Welcome To My Green Pasture....

It is a place of quiet rest that I have found when I am writing. I hope that someone will find my musings helpful in some way.
Psalm 23:2 "He makes me lie down in green pastures, he leads me beside quiet waters, he restoreth my soul."


My Green Pasture....

Monday, March 12, 2012

I Will Never Lose

I was thinking this morning that there are so many things in this life that we can lose. I have experienced personally many losses over the period of fifty some years. Through the years, I have lost many dear friends and loved ones. I have lost a sweet baby to sudden infant death. I have lost two husbands through divorce. I have lost a career which I loved. I have lost finances. I have lost my health. I am in the process of losing my hair. Through all of these losses there are things that I have never lost and never will lose. I will never lose my "Best" friend who sticks closer than a brother. I will never lose Faith to believe that He is with me, for He promised to "Never" leave me or forsake me. I will never lose Hope, for He has promised that nothing is impossible with God.
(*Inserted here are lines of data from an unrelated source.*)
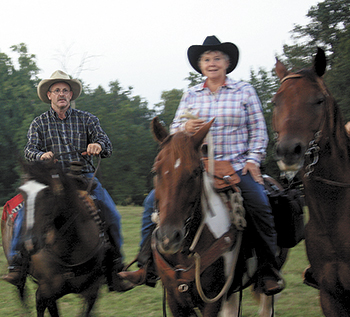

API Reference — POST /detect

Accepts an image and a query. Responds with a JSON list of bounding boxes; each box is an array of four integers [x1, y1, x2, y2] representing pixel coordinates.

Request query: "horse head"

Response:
[[273, 48, 331, 171], [19, 161, 78, 253], [152, 118, 214, 254]]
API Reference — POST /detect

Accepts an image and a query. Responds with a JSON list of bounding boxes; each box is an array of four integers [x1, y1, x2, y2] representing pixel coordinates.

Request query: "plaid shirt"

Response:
[[170, 77, 268, 171], [24, 108, 112, 173]]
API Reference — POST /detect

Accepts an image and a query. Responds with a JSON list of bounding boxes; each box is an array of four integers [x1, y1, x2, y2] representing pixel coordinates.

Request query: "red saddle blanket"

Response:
[[1, 194, 23, 222]]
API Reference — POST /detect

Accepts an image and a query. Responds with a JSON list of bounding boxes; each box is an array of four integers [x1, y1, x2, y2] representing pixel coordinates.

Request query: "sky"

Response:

I will never lose His Love, for He has promised me that nothing shall separate me from the love of God. I really will never lose! I have Faith, Hope, Love and these will see me through even if I lose everything else.
~Habakkuk 3:17-19 "Though the fig tree does not bud and there are no grapes on the vines, though the olive crop fails and the fields produce no food, though there are no sheep in the pen and no cattle in the stalls, yet will I rejoice in the Lord, I will be joyful in God my Saviour, The sovereign Lord is my strength, He makes my feet like the feet of a deer, He enables me to go on the heights."

Friday, March 2, 2012

A Rainbow In The Night

My new year has started out a bit on the stormy side and a little bit scary. Since Christmas my disease, Sarcoidosis has truly had a mind of its own. I have tapered off of the Prednisone I was taking for it due to some unpleasant side effects. My body has decided to give me a true battle. My hair began falling out soon after Christmas and is now very thin to the point of needing a wig. My bones and joints are in constant pain and I now have daily headaches rather than my occasional ones. I now have cataracts in both of my eyes and have chronic fatigue. I am taking about eight different prescription medications however I still wake up in the night. This has become a blessing however. I am finding that at these times when I wake up is when I feel a sense of calm and peace that I know only comes from God alone. It is refreshing to know that He is with me and knows all about  what is going on in my body even though the doctors don't seem to have a clue. It is amazing that even though I am having a terrible time with my memory that it is at these times when I am quietly laying in bed that verses I memorized over thirty years ago or more come popping into my head. They are comforting, reassuring, reminding me of God's presence. It is as if He is giving me a rainbow in the night.